Now is the time, it seems, for leading ladies who are in on the joke. "Bad Teacher" comes on the heels of "Bridesmaids," the Kristen Wiig movie that has earned $124 million at the box office and proved that audiences will turn out for an R-rated comedy driven by a band of mischievous females. Another test of the nascent genre will arrive in September with Anna Faris' "What's Your Number?" about a frisky young woman wondering just how many men she can get away with bedding.
"Bad Teacher" was made for less than $20 million from a script by writers of NBC's "The Office," Gene Stupnitsky and Lee Eisenberg — a sum that would only have covered Diaz's salary on "Charlie's Angels: Full Throttle," according to Forbes magazine. The actress took a drastic pay cut to get "Bad Teacher" greenlighted. The supporting cast includes Jason Segel of "Forgetting Sarah Marshall" as a gym teacher more suited to Diaz's character than the rich guys she's chasing; Lucy Punch of "Hot Fuzz" as Elizabeth's goodie-goodie nemesis; and Phyllis Smith of "The Office" as a complaisant friend in awe of Elizabeth's reckless bravado.
"Characters like Elizabeth are mainly written for men," Segel said. "We're reaching a time where women are finally getting their due as great comedians. There's something really nice as an actor about being able to be so nasty with no consequences. Any joke Cameron thought of, she was able to say and not worry about being likable."
Diaz isn't always playing the cheerful girl — in "In Her Shoes," she was an aging partier freeloading off her grandmother, in "My Sister's Keeper," a mother so unsympathetic one of her daughters sued for emancipation and in "The Box," a teacher with a limp.

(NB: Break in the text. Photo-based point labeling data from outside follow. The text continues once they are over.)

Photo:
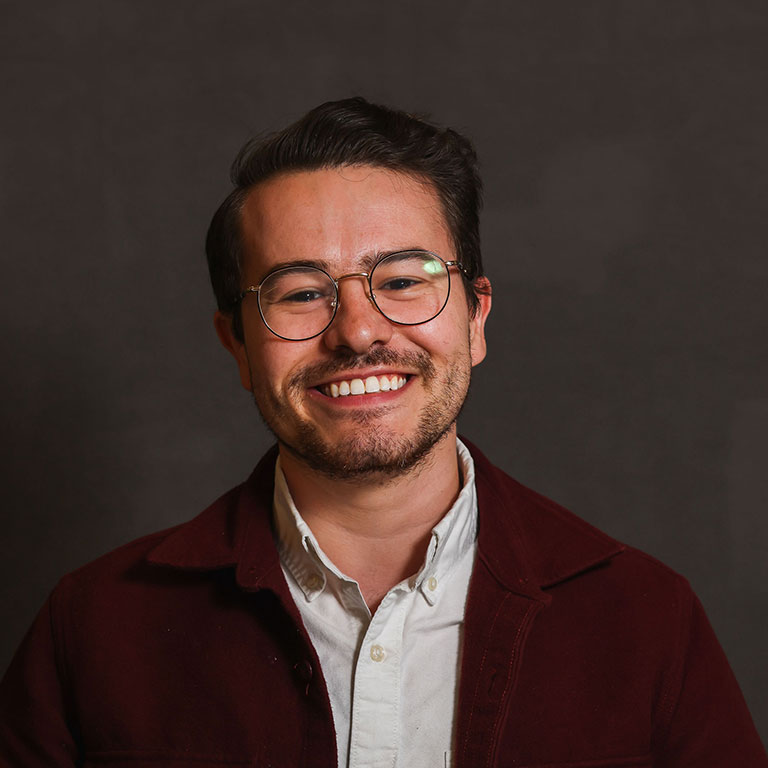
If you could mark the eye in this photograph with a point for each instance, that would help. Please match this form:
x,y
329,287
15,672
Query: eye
x,y
302,297
398,284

Throughout her career, Diaz has both accentuated and shrouded her beauty — enthusiastically shaking her backside in a pair of Spider-Man underpants in "Charlie's Angels" and disguising herself in a ratty wig and shapeless outfits in "Being John Malkovich." In "Bad Teacher," Diaz wields her lean, 5-foot-9 body like a weapon. Commandeering the school car wash in a pair of Daisy Dukes and towering over her 12-year-old students in 4-inch stilettos and skintight pencil skirts, she is both the embodiment of the sexy teacher fantasy and a parody of it.
"Cameron knows the power of being a hot woman," Kasdan said. "She gets all of those jokes. She's like an athlete. She's got this enormous control of her physicality."

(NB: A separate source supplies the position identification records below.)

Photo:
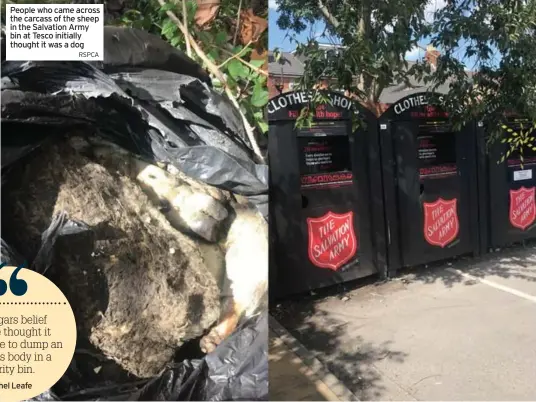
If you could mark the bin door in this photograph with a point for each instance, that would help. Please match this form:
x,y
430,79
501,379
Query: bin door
x,y
434,177
329,198
512,185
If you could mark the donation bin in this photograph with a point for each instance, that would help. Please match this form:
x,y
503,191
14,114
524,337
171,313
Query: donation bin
x,y
430,183
507,198
320,197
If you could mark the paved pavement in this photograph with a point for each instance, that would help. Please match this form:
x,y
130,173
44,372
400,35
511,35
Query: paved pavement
x,y
465,331
291,379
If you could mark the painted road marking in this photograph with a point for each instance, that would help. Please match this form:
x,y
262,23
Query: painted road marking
x,y
506,289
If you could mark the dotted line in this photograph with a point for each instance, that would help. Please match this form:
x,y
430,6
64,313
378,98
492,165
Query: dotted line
x,y
48,303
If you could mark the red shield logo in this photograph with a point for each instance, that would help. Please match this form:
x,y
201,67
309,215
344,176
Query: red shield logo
x,y
522,207
332,240
441,225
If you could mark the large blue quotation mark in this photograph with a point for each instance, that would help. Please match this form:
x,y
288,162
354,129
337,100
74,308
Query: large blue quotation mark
x,y
18,287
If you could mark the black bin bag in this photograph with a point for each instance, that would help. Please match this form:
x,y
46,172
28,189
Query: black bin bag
x,y
149,98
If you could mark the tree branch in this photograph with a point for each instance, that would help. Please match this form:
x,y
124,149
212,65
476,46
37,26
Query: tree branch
x,y
185,19
330,17
219,75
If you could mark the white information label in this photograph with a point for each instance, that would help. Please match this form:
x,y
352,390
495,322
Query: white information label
x,y
523,175
54,32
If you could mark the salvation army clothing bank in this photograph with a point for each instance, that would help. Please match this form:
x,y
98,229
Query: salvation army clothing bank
x,y
323,229
404,189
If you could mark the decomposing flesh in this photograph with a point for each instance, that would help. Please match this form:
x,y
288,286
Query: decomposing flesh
x,y
139,287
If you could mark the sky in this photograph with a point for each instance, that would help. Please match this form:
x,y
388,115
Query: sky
x,y
280,39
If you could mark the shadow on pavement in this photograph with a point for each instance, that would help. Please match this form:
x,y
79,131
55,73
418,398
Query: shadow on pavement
x,y
344,352
351,362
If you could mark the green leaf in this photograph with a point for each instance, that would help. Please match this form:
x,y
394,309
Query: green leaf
x,y
167,7
221,38
213,55
237,69
263,126
259,96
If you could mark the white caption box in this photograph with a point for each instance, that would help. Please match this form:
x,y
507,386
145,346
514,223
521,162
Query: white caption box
x,y
522,175
54,32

In what may be the year's most awkward sex scene, Diaz and Timberlake share a fully clothed tryst in a hotel room. "The faces he made are so brave," Diaz said of Timberlake. "What guy would ever make those faces? The noises. He was like, 'I'm creeping myself out.' I was like, 'I don't even know if I want to know what's going on back there.'"
That Timberlake and Diaz are exes in real life, the actress said, only eased the shooting process. "That would have been kind of weird to do with someone I didn't know and trust," she said. "With somebody else I may not have known where it stood, but we know where it stands."
Diaz is now shooting her next film, "Gambit," in which she dons another pair of short-shorts, this time as an ebullient cowgirl opposite Colin Firth. After her stint as the misanthropic Elizabeth, her role in the Joel and Ethan Coen-scripted "Gambit" will be a return to her sunnier persona, Diaz said. "She's super-engaging and outgoing and wide-eyed. Everything's an adventure." After "Gambit," Diaz will star in "What to Expect When You're Expecting," a comedic adaptation of the pregnancy bible told in intertwining vignettes, à la "Love Actually" and "Valentine's Day."
But now that Diaz has played sour, she said she won't settle for saccharine.
"When I see romantic comedies where at the end you tie it up with the happily ever after, it makes my skin crawl because I feel like you never come to a happy ending in life," Diaz said. "It's always just the next progression. That's what I liked about Elizabeth. I liked the fact that this was only one stop at the station. She didn't make it all the way. Her growth was this increment. She got that one little inch."